Sen. John Kennedy, R-Louisiana, introduced legislation Monday to raise the required minimum distribution age from 72 to 75 for certain retirement accounts and also allow workers who don’t have access to a workplace retirement plan to increase their IRA contribution limit.

The Keeping Your Retirement Act and the Increasing Retirement Amount Act give workers “more control over their own retirement savings,” Kennedy said.

As it stands now, individuals who are at least 72 years old must make RMD withdrawals from their retirement accounts. “These premature withdrawals can unnecessarily shrink people’s hard-earned savings,” Kennedy said.

RMDs “also increase the taxable income of seniors who are still working, which may push some seniors into higher income brackets and potentially increase their tax liability,” Kennedy said.

The Increasing Retirement Amount Act would increase the IRA contribution limit to $12,000 per year for individuals without a retirement plan at work and boost the IRA contribution limit to $15,000 per year for individuals who are at least 50 years old and who don’t have a workplace retirement plan.

“Americans cannot contribute more than $6,000 per year to their IRAs, whether or not their employers offer a retirement plan,” Kennedy said.

“Contributions to traditional IRAs are tax-deductible,” he added. “In 2017, 50% of IRA owners who contributed to their traditional IRAs made the maximum contribution. As of March 2020, 29% of American workers did not have access to a retirement plan through their employers.”

Other Legislative Moves

Kennedy joins other lawmakers who’ve recently floated similar retirement savings bills.

Sens. Ben Cardin, D-Md., and Rob Portman, R-Ohio, recently reintroduced S. 1770, the Retirement Security & Savings Act, which includes a few new provisions.

The Portman-Cardin legislation, like Kennedy’s bills, could get rolled into the Secure Act 2.0 — which passed the House Ways and Means Committee on May 5.

Brad Campbell, partner at Faegre Drinker in Washington, told ThinkAdvisor recently that while Secure 2.0 will likely get a House vote this summer, it’s unclear when the huge retirement bill will come up for a Senate vote as retirement-related bills continue to be floated.

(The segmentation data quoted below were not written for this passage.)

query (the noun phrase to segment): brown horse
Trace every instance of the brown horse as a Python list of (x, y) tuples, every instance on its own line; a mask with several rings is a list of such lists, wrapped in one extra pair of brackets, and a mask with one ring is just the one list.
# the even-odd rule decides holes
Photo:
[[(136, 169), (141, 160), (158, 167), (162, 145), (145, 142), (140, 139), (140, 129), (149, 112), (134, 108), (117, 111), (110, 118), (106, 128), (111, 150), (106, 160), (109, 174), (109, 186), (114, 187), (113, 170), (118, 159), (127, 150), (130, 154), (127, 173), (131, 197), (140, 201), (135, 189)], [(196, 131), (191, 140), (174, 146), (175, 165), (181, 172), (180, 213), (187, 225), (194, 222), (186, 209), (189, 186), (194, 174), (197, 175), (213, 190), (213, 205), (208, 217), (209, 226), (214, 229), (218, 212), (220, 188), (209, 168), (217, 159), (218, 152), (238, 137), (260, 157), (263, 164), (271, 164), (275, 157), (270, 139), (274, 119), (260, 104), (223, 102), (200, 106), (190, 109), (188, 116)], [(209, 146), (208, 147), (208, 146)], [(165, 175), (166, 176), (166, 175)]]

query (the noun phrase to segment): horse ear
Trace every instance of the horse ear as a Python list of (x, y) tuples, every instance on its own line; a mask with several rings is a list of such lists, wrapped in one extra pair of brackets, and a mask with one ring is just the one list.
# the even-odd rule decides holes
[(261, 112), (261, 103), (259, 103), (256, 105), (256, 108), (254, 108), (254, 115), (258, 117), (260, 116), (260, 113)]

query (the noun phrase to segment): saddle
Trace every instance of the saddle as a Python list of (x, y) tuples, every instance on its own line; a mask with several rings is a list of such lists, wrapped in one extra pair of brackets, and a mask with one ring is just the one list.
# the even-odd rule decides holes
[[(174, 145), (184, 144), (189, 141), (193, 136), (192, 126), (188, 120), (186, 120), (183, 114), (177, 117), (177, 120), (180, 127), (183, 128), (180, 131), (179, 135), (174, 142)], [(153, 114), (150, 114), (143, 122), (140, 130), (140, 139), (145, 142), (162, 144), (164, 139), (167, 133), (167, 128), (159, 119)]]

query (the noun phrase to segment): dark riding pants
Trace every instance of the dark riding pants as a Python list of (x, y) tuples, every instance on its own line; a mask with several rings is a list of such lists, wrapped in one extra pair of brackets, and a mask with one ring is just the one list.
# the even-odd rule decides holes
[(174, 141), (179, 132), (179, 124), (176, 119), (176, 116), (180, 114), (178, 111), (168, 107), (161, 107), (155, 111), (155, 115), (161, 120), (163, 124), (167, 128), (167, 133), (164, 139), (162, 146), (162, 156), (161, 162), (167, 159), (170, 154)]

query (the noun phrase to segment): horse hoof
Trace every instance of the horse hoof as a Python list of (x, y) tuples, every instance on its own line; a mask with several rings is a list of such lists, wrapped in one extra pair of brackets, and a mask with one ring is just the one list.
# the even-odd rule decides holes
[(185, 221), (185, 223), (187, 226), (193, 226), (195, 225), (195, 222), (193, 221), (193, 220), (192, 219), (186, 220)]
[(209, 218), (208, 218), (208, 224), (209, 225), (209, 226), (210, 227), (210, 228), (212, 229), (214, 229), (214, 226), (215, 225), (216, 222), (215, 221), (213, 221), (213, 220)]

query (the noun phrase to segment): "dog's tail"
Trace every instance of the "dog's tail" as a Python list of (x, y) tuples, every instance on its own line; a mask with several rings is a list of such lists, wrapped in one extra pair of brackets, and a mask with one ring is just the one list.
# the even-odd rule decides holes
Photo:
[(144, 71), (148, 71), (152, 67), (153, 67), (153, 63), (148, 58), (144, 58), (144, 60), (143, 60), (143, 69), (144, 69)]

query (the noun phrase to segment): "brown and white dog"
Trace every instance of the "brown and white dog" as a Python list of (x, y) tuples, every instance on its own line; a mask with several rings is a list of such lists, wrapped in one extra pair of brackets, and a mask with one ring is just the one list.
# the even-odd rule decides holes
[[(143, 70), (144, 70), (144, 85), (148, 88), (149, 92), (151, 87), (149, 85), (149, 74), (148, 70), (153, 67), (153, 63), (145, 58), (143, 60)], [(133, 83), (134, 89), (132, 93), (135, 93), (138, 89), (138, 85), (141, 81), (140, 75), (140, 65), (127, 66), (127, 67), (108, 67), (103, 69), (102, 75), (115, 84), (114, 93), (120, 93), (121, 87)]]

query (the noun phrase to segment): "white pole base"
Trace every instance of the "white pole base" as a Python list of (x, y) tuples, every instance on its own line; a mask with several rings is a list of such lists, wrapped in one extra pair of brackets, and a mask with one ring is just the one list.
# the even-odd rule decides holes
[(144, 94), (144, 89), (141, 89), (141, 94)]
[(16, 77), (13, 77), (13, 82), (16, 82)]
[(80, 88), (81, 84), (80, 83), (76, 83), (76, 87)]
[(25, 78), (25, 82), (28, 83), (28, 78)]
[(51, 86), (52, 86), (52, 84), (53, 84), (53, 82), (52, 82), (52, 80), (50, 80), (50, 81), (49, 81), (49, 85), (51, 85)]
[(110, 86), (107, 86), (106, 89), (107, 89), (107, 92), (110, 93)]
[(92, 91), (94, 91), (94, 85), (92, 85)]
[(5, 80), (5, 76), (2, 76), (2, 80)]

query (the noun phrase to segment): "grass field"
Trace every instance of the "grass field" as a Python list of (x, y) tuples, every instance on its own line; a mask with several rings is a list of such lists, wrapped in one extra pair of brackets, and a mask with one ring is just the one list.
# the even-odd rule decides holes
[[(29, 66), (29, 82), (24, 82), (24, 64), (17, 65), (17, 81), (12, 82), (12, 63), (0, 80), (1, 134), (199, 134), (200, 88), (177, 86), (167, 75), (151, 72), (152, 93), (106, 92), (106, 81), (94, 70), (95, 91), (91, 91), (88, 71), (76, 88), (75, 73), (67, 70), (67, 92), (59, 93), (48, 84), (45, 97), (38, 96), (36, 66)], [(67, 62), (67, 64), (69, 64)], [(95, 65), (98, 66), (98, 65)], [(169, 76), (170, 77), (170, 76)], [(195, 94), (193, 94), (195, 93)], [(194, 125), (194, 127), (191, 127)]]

“It is not clear whether they [lawmakers] intend to develop and move a bill independently, or to react to the Secure Act [2.0] when it comes over from the House,” Campbell told ThinkAdvisor.

There is “wide, bipartisan support for these [retirement-related] bills, and a variety of possible paths, but the mechanics of passing them are still somewhat murky,” Campbell added. “I remain fairly confident, however, that some version of the [Secure Act 2.0] legislation has a good chance of passing this year.”